That’s what they call a tour de force.
Wise, witty, modulated, informative, entertaining: take your pick.
Or, no, put it this way: as a speaker, Ian Brown is in the same league as Stephen Lewis.
We’re talking eloquence. Yes, I mean dazzling.
Brown kicked off a lecture series called Journalism in the Public Square at the University of King’s College. He talked Friday night about his “broken boy,” Walker, the subject of his award-winning book The Boy in the Moon.
Imagine trying to be funny while evoking the heartbreak of raising a severely disabled child.

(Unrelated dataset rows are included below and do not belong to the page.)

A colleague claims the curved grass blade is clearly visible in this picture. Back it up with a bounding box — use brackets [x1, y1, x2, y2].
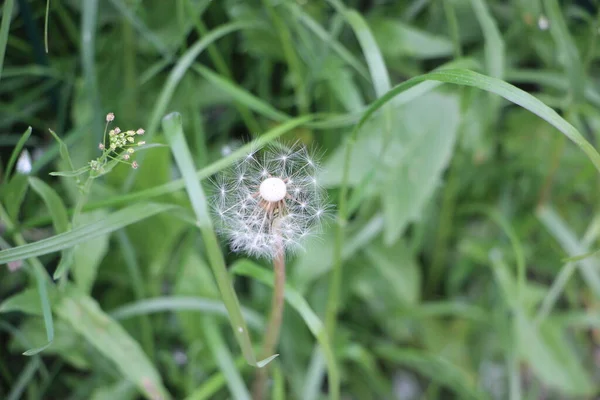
[0, 204, 54, 356]
[163, 113, 272, 368]
[0, 203, 175, 264]
[375, 344, 487, 399]
[110, 296, 265, 329]
[231, 260, 340, 399]
[23, 258, 54, 356]
[202, 317, 250, 400]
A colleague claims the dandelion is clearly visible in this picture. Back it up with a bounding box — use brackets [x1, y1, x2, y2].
[213, 144, 327, 399]
[214, 144, 327, 258]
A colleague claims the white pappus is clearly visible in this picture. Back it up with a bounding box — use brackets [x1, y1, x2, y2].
[213, 143, 328, 258]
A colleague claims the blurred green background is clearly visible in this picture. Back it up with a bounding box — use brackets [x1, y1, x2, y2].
[0, 0, 600, 400]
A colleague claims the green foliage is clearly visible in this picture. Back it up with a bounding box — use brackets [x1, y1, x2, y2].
[0, 0, 600, 400]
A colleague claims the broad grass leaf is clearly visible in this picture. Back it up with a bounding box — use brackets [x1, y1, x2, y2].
[321, 93, 460, 245]
[55, 289, 171, 399]
[380, 93, 460, 245]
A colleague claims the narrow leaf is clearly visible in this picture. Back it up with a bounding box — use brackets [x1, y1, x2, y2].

Brown managed that miracle.
He was modest and self-deprecating, and he laced his hour-long talk with brilliant one-liners. He talked about how tears ran down his cheeks while he wrote the book: “I’m not a crier,” he insisted. “I’m a journalist. I barely have a soul.”
He talked about how his son had helped him to evolve ethically: “And I’m from Toronto. We have no values at all.” He explained that, thanks to advances in medical technology, his son was “a new genre of human being.” He took a beat, then added: “I loathe certainty, and that I say with certainty.”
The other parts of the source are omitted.